Seventy acres of fodder beet which we believe has been tilled to the south of Menchine could be transported to the farm via this track. However, it has to be cleaned to go through the digester and disposal of the debris, tops and tails plus waste water is a major concern for the Environment Agency. Where is this washing to be carried out as it will determine which roads are used for the feedstock to reach Menchine?
In view of the excessive feedstock being imported and the lack of information to calculate the amount of power likely to be produced, has there been any visit from an Enforcement Officer to ensure that the approved production of 500kw is not being exceeded and has it been established why an electricity cable from Menchine Farm to Edgeworthy has been installed?
There is currently no way of monitoring just what goes over the weighbridge so how will the Committee members ensure that approving this track will not increase the productive capacity of this 500kw plant in view of the already installed 2nd CHP. Will this track enable the applicant to continue importing higher than declared feedstocks with the potential to produce more power to be sold to sources other than the grid?
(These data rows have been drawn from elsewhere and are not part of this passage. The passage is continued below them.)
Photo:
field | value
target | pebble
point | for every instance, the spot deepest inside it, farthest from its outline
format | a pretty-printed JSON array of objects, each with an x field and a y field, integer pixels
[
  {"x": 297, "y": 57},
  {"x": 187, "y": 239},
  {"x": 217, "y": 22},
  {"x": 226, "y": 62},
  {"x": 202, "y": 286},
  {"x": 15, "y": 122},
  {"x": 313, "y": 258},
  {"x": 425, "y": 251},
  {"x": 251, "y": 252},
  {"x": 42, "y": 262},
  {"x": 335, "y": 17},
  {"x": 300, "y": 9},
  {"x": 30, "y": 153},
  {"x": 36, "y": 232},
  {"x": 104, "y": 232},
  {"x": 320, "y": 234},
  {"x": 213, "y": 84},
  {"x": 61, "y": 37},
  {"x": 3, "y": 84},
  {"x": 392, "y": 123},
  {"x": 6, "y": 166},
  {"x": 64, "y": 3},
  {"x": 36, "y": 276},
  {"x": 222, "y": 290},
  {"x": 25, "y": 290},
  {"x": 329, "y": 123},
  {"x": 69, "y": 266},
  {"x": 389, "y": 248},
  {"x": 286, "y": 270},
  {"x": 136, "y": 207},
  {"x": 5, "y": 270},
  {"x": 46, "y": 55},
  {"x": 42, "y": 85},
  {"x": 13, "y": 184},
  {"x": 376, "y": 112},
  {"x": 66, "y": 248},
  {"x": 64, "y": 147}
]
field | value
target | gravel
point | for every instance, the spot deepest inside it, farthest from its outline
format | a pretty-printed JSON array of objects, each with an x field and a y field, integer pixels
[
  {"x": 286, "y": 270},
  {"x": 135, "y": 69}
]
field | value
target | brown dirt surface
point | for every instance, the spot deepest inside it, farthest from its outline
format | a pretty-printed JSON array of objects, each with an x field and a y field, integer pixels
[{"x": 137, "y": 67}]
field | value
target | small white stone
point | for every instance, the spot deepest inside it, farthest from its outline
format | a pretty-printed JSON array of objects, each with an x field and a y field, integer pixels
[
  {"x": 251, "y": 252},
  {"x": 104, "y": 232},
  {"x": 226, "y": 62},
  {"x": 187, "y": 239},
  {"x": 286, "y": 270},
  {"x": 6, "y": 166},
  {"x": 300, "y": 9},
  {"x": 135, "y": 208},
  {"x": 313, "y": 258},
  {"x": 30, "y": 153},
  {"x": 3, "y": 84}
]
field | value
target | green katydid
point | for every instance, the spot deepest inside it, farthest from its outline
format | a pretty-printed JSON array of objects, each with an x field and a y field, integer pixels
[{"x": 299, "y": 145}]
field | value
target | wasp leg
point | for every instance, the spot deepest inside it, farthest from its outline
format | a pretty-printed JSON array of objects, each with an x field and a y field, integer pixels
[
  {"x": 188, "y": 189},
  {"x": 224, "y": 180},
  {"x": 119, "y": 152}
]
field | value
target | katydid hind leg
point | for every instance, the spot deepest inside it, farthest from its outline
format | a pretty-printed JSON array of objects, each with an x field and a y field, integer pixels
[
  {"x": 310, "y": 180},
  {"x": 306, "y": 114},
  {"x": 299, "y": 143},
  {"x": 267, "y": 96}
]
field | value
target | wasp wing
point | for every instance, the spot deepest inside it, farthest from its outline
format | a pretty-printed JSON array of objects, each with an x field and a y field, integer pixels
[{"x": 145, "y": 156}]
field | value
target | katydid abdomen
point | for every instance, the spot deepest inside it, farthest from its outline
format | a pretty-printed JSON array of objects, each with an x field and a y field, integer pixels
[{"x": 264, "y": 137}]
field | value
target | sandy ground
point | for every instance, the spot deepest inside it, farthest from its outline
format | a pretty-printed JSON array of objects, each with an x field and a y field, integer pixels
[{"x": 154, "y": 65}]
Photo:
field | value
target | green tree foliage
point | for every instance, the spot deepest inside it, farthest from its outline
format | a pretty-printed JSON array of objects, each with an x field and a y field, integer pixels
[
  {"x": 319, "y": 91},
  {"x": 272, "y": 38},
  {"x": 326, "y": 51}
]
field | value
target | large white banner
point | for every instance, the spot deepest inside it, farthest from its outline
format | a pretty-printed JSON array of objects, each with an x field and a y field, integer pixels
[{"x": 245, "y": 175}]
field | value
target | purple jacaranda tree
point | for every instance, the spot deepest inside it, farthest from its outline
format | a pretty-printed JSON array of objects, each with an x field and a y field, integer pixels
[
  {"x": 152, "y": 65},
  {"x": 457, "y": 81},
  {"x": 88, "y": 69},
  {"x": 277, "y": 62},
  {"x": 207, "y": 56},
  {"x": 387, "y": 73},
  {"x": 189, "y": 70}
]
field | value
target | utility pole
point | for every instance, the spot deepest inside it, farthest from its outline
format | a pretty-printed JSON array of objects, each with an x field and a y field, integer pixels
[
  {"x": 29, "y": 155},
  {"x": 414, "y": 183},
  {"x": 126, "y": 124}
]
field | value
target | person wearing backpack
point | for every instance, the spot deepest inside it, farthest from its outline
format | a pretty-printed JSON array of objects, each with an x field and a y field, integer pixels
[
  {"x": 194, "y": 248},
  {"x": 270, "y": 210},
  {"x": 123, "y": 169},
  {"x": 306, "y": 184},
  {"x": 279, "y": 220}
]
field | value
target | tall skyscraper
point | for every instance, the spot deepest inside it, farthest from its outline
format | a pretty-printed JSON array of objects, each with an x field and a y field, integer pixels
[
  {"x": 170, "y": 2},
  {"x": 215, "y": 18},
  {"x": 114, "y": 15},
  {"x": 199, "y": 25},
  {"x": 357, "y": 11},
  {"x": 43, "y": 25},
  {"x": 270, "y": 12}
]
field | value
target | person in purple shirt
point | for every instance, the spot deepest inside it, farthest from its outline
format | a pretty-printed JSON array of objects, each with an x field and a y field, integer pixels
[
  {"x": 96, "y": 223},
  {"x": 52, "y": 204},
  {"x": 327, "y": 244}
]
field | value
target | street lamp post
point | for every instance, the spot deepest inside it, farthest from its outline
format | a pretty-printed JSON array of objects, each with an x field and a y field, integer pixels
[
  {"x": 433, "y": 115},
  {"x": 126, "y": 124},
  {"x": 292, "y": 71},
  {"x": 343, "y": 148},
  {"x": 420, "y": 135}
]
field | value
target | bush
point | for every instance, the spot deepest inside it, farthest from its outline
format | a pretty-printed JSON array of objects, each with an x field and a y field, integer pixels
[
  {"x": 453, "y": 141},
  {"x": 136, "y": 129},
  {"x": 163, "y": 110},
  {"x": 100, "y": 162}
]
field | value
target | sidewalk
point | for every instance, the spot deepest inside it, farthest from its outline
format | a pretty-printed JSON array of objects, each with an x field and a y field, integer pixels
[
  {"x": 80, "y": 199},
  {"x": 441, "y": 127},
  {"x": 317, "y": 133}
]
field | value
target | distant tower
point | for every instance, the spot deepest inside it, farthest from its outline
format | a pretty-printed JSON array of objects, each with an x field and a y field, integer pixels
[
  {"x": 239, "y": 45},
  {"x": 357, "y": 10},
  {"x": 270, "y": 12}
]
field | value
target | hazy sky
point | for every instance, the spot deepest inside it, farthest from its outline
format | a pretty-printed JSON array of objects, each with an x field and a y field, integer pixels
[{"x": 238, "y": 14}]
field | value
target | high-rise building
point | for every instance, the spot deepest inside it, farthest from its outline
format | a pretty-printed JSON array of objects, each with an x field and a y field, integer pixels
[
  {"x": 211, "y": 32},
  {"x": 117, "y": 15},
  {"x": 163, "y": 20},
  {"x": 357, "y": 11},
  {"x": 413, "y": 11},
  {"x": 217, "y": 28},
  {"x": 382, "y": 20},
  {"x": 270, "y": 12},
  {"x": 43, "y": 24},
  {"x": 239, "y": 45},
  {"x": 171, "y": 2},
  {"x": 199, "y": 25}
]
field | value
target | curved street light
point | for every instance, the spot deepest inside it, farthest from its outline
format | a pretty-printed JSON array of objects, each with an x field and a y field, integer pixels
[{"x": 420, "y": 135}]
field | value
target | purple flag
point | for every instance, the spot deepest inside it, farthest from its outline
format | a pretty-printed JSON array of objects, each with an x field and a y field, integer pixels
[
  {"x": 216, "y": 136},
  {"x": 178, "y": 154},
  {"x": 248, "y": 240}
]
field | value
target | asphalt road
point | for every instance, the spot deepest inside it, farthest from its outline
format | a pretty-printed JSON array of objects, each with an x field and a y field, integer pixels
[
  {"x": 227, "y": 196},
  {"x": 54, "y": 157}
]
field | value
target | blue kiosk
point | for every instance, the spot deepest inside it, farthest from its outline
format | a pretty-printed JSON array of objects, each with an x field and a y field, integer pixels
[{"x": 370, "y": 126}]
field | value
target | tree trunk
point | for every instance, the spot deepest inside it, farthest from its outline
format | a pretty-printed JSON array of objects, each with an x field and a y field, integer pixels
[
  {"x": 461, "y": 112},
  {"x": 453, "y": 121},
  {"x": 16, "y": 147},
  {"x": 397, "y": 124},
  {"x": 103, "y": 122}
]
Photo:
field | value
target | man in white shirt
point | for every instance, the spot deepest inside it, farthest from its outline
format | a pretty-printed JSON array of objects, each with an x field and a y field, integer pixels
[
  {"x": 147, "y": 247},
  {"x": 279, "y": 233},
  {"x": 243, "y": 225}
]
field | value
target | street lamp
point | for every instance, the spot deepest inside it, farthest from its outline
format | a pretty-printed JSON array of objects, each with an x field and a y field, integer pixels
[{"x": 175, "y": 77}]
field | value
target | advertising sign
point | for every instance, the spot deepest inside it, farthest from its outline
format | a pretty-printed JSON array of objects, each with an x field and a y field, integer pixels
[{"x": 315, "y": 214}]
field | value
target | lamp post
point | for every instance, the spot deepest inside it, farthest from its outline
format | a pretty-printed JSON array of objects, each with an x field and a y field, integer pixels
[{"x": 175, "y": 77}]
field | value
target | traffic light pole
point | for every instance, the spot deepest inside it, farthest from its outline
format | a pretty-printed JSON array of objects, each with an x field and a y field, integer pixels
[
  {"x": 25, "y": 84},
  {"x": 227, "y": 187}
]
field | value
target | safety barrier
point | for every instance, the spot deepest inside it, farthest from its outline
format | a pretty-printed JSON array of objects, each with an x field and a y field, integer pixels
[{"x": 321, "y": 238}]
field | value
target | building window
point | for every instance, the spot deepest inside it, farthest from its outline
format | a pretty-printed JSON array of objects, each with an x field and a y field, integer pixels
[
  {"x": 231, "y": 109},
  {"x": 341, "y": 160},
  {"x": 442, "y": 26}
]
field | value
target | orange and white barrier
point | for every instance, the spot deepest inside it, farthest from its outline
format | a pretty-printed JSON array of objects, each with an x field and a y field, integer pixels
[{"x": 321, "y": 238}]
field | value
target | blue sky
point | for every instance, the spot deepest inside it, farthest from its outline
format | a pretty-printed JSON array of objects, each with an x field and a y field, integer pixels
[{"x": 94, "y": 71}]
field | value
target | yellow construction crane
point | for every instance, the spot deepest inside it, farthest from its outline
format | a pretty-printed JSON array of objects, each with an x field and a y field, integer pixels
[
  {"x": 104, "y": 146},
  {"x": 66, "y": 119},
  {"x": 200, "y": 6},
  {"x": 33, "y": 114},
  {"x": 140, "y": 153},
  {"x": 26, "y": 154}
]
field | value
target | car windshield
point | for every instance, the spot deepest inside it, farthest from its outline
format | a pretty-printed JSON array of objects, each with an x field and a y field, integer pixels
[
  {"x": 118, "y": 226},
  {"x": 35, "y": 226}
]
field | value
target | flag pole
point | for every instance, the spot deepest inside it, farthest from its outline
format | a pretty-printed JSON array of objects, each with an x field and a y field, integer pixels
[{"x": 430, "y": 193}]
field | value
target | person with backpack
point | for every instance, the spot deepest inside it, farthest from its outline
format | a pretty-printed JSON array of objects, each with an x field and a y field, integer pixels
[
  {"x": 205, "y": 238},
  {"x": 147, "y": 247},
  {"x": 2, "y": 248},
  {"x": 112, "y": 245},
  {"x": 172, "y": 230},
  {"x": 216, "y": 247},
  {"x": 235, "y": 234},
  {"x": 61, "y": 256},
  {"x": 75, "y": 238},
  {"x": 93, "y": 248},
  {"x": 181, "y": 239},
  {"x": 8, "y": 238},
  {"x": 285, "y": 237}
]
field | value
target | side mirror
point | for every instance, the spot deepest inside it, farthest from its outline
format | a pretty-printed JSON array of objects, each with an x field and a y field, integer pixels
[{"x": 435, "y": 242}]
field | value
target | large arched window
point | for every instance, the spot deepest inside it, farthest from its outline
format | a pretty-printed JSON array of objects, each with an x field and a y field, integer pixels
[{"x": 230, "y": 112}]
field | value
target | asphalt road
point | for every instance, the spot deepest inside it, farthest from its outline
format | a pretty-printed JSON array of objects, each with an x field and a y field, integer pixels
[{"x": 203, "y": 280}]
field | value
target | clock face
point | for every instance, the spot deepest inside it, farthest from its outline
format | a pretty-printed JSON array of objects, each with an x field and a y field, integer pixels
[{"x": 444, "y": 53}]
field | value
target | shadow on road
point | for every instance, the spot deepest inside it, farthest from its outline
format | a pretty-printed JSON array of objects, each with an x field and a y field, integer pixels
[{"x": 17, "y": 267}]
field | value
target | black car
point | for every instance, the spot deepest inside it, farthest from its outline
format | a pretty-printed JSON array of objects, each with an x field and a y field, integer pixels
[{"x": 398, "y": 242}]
Mr Welchman referring to Item 11 on the agenda (Chettiscombe Estate) stated that it appeared to him that this committee and its officers are incapable of dealing with developers who consistently run rings around them. The Crown Hill AD plant was a good example where in my opinion a deliberate deception was perpetrated. Now, the first development in the Eastern Urban Extension is in my view going exactly the same way. You appear to be willing to drop the key condition of a new link road junction thus creating traffic chaos in Post Hill, Blundells Road and Halberton. I see only three explanations for this, naivety, incompetence or collusion. Do you have any other explanations? Oh, there might be a fourth actually, the totally arrogant and condescending disregard of local public opinion which has already caused resignations from the Committee and of which there are examples.
The Chairman indicated that answers to questions would be given when the items were debated.